- Jackson Baker
- Bill Haslam meets and greets.
If district attorney Bill Gibbons, Memphis' favorite son in the Republican field for governor, has a rear-view mirror in good repair, it's probably showing him, more often than he'd like, the figure of Knoxville mayor Bill Haslam, a frequent interloper on Gibbons' electoral home turf.
Haslam, who has made repeated visits to Memphis in his own quest for traction in next year's gubernatorial race, was here again last week, going door-to-door in a Bartlett neighborhood. "Obviously you can't visit every household in the state, but we're doing this three times a week, alternating west and middle and east. Then we start the cycle all over again," Halsam said.
The Knoxville mayor made the rounds in Memphis, meeting with key supporters, addressing the East Memphis Rotary Club, and stopping by the Church Health Center, among other stops. That he still has some miles to go in his quest to get recognition was indicated when he knocked on one door in Bartlett and was greeted by a woman who said, "Who are you?
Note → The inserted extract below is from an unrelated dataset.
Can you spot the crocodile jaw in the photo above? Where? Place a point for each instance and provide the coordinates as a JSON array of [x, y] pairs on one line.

A state senator?" (Her question may have been prompted by the fact that her neighbor across the street is Jim Coley, a GOP state House member.
Haslam, whose family owns the Pilot Oil empire and who is the fund-raising leader among all candidates (with some $3.5 million in receipts thus far), dismissed a recent straw poll among Republicans in Wilson County that showed Chattanooga congressman Zach Wamp well ahead and Haslam a weak third.
"If you look at straw polls historically," Haslam said, "they haven't been of much significance in determining elections." He noted that eventual U.S. Senate winner Bob Corker did dismally in the same poll before the 2006 election, "finishing behind somebody who wasn't even in the race." The bottom line: "We're personally not worrying about straw polls now."
(Of straw votes in general, Democrat Jim Kyle, the Shelby County Democrats' favorite son among gubernatorial candidates, chose to put it this way while appearing at a picnic in Memphis last weekend: "The Wilson County poll was won by Democrats. Only 141 people voted. The week before, in a comparably sized county, Rutherford County, 320 people voted in the Democratic straw poll." )
On the issue of gun legislation, Haslam, a professed "strong" supporter of the Second Amendment, defended his support of a recent local-option proposal in Knoxville assessing a modest fine on violators of injunctions which the city council has continued against carrying guns in restaurants and on parkgrounds.
• On the third ballot Monday, former assistant city treasurer and longtime Democratic activist Regina Morrison-Newman was elected by the County Commission as interim Shelby County trustee to succeed the late Paul Mattila.
Morrison-Newman, who also served as assistant commissioner of revenue for former governor Ned McWherter, won out over two rivals, fellow Democrat Robert Grandberry and longtime deputy trustee Debra Gates, who had Republican support.
Given the Democrats' current 8-5 majority on the commission, it was a reasonable certainty that one of the two leading Democrats would win, and when Mike Ritz, one of the most dyed-in-the-wool Republicans on the commission, cast his vote for Morrison-Newman on the first ballot, it was a fairly good indicator that Monday was her day.
"The Democrats were going to name the winner anyhow," said Ritz the realist. "So I figured I might as well help pick the one that I thought would do the best job."
Gates was eliminated on the second ballot, as Morrison-Newman continued to gain, and she finished the third and final ballot with a convincing 10-3 margin over Grandberry.
Morrison-Newman owed her victory not only to a convincing personal resume but to a long history of involvement in others' political campaigns. She put herself on the line in 2006 for a General Sessions courtship and narrowly missed election.